6. However, I would prefer to make certain observations on the question whether the decree-holder was entitled to the benefit of the provisions of Section 14 of the Limitation Act assuming that the original presentation of the two applications for execution was in a wrong court. It has come in evidence that the decree-holder consulted a lawyer, engaged and instructed him to file the execution applications. There is no material on record to show that the lawyer so engaged was not competent enough to deal with such matters. A clerk of the court had been examined as also certain clerks of the lawyers practising in Mirzapur to prove that the practice in Mirzapur was that the applications for execution of the decrees passed by the court of the Additional Civil Judge were invariably filed in the parent court, that is, in the court of the Civil Judge. To me it appears that this practice which prevails in Mirzapur was not wrong or illegal. Once the correct description of the decree is that passed by the court of the Civil Judge as observed above, then the presentation of the application for execution of such a decree in the parent court of the Civil Judge would not be illegal. However, even if it be assumed that the court of the Additional Civil Judge is a different and distinct court from that of the Civil Judge even then as a matter of law it always remains doubtful whether an application for execution of a decree passed by the court of the Additional Civil Judge cannot properly be presented in the court of the Civil Judge.

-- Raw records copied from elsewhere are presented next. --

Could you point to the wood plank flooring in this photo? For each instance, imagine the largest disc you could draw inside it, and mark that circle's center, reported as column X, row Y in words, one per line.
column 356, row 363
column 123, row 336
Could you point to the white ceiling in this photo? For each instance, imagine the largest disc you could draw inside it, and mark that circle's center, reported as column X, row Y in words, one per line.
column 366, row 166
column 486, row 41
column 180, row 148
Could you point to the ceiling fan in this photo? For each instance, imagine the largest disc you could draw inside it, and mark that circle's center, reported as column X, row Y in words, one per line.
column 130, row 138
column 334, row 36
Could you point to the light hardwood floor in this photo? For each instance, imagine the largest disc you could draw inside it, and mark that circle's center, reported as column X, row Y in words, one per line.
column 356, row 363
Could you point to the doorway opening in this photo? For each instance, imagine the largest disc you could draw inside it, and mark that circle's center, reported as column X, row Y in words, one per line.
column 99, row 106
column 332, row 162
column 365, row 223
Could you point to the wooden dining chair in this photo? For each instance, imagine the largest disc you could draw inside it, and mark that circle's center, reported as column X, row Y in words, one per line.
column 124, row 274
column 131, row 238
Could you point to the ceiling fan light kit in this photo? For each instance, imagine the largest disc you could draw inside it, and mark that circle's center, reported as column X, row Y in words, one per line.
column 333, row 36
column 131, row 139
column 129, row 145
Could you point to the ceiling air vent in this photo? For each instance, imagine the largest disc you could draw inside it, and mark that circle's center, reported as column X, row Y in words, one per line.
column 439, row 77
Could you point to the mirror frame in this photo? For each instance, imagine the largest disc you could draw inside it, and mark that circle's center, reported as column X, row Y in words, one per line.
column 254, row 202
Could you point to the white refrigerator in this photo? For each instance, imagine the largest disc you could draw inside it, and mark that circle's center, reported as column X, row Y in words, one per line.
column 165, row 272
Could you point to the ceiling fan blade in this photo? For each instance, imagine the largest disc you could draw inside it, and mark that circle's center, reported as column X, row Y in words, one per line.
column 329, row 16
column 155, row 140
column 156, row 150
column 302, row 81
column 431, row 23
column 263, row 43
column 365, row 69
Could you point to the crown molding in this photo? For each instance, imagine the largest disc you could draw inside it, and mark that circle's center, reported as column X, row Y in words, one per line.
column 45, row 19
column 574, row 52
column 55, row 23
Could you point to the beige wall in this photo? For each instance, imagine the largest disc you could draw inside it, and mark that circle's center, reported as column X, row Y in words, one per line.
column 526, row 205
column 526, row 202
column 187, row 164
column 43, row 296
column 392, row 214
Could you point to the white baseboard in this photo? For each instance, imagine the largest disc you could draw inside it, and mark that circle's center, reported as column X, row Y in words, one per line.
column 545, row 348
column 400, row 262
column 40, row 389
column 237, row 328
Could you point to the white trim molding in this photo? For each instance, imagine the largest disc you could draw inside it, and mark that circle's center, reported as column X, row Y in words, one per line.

It has come in evidence that there is no separate office attached to the court of the Additional Civil Judge in Mirzapur. That circumstance all the more justified the practice which prevailed in Mirzapur. The judgment-debtor has not produced any cogent and reliable evidence to controvert the evidence of the witnesses of the decree-holder on this prevalent practice. Rather the own conduct of the judgment-debtor shows that he himself never raised the objection as to the legality of the presentation till after a number of years the matter in execution was being considered by the Additional Civil Judge and in the course of the argument it struck his counsel to raise an argument on that score. A perusal of the order of the Additional Civil Judge gives a hint that it was the Court who really initiated that controversy. It goes to show that even the counsel for the judgment-debtor felt that under the prevailing practice, the presentation of the two applications for execution was proper and no invalidity attached to it.
7. For the reasons given above, I do not find any merits in these appeals and dismiss them with costs.